A global city may welcome wealthy foreign investors, because they can improve the country's economy, but at the same time, so can a labor group from the Philippines or Africa. The real problem comes with the numbers of migrants. Often wealthy immigrants come in small numbers while labor forces come in larger numbers. In larger groups support systems are easily created between members allowing for the continuation of culture and the rejection of complete assimilation. Mary Crain discusses in her article “Culture, Power, Place: Explorations in Critical Anthropology” about locals in El Rocio, Spain, who feel that they are losing their local traditions of a spiritual pilgrimage to tourists who have taken over the festival. Foreigners come in mass numbers in order to experience true culture, but are in essence destroying it with their very presence. This is a fear that poses a threat to the vernacular, but is an essential step in the creation of a global city.
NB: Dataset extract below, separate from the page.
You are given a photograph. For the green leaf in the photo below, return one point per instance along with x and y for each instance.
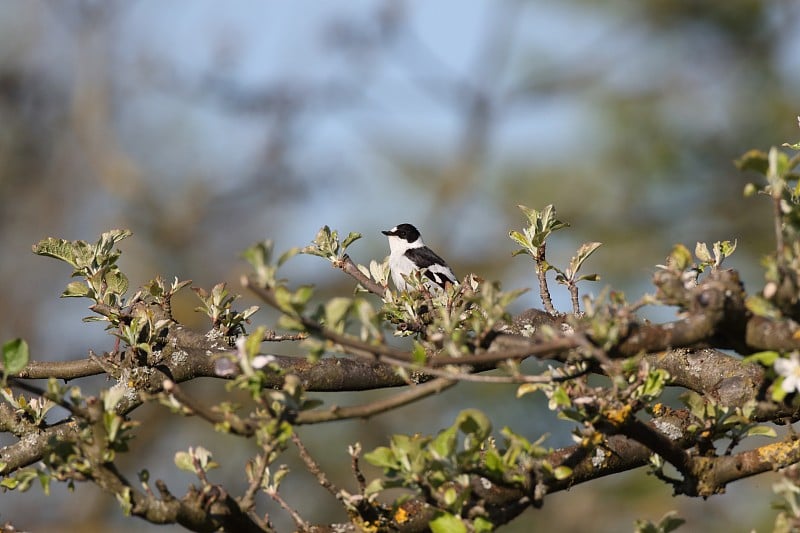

Despite this distaste for the migrant, the world is globalizing and more and more flows of people will enter areas other than their prescribed state. The locals' fear of losing their cultural identity while faced with these intruders is understandable but unrealistic as the global city emerges. Interestingly, Theodore Bestor suggests in his article “Supply-Side Sushi: Commodity, Market, and the Global City” that it is in these interactions that one can actually “find the local in the global.” After all how can one distinguish between the transnational and vernacular without first experiencing the other?